Part 1 will require your knowledge of the periodic table and electron configurations. Part 2 will use a coloring
activity to reinforce the definitions of metals and nonmetals and how electrons are transferred between these
categories of elements to create stable positive and negative ions. Part 3 will be a wrap up section to assess your
understanding of ionic bonds.
This is a collaborative lab activity. This means each lab group (based on the seating chart) will submit one copy to
be graded and all partners will receive the same grade. This is not an exploratory lab, your answers must be
correct, filled with detail and complete to receive full credit on a response.
Part 1 – Periodic Table and Electron Configuration
For each of the atoms below:
 Shade the box containing the symbol of each element with a difference colored pencil.

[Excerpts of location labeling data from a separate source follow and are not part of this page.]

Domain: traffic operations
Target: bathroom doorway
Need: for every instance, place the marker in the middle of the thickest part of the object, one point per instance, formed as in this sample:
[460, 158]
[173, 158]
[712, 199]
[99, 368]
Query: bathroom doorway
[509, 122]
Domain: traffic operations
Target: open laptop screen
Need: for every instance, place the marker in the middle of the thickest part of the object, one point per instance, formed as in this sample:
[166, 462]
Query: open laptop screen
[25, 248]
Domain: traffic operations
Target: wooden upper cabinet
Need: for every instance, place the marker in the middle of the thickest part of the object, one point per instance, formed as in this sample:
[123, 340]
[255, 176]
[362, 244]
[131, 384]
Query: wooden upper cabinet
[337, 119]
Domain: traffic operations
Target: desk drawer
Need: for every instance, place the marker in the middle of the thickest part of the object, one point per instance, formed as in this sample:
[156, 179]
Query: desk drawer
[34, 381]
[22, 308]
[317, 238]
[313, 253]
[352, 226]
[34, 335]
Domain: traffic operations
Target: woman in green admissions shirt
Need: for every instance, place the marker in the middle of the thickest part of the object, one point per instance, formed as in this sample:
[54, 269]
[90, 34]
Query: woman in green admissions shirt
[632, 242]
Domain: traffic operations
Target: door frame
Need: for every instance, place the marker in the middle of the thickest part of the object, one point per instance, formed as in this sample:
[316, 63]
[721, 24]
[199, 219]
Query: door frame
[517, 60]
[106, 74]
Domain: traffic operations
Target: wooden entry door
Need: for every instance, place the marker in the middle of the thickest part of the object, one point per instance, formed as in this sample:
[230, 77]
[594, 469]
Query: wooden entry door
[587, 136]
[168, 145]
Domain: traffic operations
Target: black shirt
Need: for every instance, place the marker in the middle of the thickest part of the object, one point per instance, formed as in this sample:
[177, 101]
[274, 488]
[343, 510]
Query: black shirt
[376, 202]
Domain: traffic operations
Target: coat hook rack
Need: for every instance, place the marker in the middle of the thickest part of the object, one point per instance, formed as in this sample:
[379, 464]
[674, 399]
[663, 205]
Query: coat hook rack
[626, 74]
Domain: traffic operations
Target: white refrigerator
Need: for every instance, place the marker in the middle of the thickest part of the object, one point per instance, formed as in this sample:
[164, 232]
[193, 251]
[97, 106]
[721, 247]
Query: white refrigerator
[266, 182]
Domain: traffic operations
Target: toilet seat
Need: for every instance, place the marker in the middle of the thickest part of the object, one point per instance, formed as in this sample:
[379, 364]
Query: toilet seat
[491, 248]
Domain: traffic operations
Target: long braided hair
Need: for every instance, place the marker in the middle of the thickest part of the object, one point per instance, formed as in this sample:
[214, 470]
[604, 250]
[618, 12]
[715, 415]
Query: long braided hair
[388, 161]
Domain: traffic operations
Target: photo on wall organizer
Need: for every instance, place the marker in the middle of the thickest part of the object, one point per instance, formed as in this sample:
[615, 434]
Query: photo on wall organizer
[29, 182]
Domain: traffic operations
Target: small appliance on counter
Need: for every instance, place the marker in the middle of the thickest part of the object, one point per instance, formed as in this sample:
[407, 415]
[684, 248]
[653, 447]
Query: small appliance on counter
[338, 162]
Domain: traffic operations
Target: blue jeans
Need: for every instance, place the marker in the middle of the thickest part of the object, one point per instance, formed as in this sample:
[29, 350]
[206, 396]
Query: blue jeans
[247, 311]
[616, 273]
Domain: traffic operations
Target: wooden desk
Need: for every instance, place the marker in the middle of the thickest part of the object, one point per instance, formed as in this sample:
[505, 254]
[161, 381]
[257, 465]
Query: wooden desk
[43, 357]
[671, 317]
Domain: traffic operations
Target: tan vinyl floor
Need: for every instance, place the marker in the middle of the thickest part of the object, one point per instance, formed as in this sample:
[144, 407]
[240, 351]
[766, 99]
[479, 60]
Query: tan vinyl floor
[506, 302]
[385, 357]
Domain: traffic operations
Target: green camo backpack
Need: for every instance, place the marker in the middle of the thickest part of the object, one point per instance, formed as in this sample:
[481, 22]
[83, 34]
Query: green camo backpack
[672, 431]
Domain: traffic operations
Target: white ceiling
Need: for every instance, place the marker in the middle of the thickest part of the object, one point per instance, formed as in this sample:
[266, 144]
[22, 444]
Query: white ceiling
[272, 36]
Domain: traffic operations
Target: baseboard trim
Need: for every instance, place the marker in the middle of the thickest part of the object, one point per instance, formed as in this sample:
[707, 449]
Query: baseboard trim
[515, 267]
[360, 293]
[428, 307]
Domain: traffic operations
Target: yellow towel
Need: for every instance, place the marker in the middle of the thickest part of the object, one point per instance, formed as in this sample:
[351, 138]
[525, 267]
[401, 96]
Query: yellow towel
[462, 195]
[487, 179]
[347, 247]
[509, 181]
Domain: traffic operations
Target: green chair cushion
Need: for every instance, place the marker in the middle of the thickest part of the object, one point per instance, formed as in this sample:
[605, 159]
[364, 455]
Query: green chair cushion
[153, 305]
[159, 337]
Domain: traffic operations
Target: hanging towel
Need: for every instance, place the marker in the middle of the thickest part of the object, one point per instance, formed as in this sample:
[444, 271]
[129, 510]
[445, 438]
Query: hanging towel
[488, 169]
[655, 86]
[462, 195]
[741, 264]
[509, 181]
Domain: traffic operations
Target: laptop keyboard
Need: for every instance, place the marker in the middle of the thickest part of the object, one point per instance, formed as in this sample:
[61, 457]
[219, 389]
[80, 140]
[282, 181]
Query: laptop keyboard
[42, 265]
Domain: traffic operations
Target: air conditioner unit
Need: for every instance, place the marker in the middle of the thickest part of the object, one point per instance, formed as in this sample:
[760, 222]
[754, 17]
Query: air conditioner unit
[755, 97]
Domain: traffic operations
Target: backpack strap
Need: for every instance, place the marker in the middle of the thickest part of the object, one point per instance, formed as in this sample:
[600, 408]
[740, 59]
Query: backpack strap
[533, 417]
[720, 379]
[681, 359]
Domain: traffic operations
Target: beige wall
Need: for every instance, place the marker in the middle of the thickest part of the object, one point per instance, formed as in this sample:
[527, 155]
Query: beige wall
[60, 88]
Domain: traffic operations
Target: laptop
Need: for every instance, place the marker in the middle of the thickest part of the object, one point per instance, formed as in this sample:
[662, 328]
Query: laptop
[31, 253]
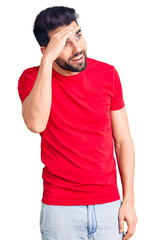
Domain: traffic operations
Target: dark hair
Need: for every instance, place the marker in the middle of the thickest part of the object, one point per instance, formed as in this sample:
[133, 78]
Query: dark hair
[51, 18]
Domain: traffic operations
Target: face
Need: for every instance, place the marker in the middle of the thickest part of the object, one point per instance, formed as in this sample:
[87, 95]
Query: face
[73, 55]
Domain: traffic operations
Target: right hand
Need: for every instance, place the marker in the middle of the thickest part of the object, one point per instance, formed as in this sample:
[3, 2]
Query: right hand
[57, 42]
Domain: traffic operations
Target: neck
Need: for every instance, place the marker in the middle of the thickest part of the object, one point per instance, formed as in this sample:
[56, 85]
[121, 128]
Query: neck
[63, 71]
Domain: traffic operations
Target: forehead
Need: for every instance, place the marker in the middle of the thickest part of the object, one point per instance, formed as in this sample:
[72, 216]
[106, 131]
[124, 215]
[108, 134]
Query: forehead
[72, 24]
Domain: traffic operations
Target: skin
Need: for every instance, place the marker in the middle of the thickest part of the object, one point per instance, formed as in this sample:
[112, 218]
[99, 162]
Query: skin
[59, 54]
[74, 46]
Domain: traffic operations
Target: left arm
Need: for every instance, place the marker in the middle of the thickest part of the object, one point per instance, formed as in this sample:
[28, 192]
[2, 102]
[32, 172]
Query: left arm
[124, 148]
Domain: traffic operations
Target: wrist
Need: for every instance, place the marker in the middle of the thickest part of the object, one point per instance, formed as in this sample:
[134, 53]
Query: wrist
[129, 200]
[47, 60]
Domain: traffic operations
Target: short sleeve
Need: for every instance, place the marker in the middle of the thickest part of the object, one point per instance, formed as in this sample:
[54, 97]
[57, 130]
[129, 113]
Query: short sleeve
[117, 101]
[26, 83]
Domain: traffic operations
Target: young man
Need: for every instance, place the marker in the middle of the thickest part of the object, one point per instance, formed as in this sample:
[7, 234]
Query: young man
[76, 104]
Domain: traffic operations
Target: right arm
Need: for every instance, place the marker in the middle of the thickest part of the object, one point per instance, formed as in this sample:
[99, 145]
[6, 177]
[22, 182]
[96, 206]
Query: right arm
[36, 106]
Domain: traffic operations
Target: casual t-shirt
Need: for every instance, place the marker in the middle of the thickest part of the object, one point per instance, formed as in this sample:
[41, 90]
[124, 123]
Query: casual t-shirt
[77, 144]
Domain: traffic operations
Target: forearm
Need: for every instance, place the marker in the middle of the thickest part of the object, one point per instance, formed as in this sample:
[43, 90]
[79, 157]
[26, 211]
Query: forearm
[36, 107]
[126, 163]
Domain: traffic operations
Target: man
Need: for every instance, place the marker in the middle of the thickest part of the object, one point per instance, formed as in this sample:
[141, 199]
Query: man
[76, 104]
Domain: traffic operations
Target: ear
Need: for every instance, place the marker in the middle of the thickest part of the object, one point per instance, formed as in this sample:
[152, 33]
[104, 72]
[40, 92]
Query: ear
[43, 49]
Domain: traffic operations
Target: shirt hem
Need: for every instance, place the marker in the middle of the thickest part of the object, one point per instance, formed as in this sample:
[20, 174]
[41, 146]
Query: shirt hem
[87, 202]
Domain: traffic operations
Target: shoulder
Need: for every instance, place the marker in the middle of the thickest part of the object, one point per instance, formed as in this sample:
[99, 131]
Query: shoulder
[30, 72]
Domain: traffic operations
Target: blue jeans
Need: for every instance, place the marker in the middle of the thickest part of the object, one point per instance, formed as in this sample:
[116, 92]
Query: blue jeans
[82, 222]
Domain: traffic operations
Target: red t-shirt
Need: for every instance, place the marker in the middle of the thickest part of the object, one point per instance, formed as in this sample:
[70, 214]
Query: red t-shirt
[77, 144]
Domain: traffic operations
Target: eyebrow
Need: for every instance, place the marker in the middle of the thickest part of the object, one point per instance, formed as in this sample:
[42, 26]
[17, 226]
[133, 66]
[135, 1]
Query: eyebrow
[75, 34]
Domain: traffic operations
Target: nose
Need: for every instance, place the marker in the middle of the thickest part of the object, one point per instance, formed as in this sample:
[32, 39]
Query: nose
[76, 49]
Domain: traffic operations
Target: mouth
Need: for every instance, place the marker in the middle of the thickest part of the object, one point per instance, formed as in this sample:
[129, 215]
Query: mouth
[78, 59]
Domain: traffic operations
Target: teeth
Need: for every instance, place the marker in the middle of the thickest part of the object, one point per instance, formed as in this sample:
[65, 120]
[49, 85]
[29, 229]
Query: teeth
[77, 57]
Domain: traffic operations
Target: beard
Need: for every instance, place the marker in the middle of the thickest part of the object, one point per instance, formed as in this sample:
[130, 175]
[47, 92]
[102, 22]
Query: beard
[70, 66]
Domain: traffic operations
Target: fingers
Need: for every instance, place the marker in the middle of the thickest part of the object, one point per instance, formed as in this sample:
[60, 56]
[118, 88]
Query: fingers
[70, 32]
[131, 230]
[67, 30]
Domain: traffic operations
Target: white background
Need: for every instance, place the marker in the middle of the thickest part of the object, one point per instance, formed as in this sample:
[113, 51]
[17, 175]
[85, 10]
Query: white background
[120, 33]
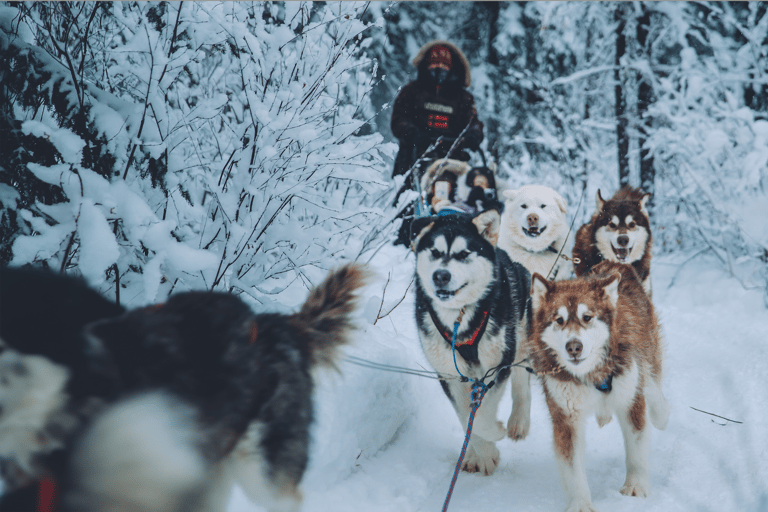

This color will be
used in part 2 of the lab activity.
 Indicate the group of family number using the CAS system
 Write the electron configuration of the element (Use the Nobel Gas shortcut where appropriate)
 Circle the valence shell of each electron configuration
 Record the number of valence electrons
 Write the Lewis Dot Structure for each element
Element – Color
coded for part 2
CAS Group
Number
Electron Configuration
Number of
Valence Electrons
Lewis Dot Strucutre
Lithium
Aluminum
Oxygen
Nitrogen
Calcium
Chlorine
Part 2 – Coloring Activity
In this part of the activity, you will show the transfer of electrons from the metal to the nonmetal.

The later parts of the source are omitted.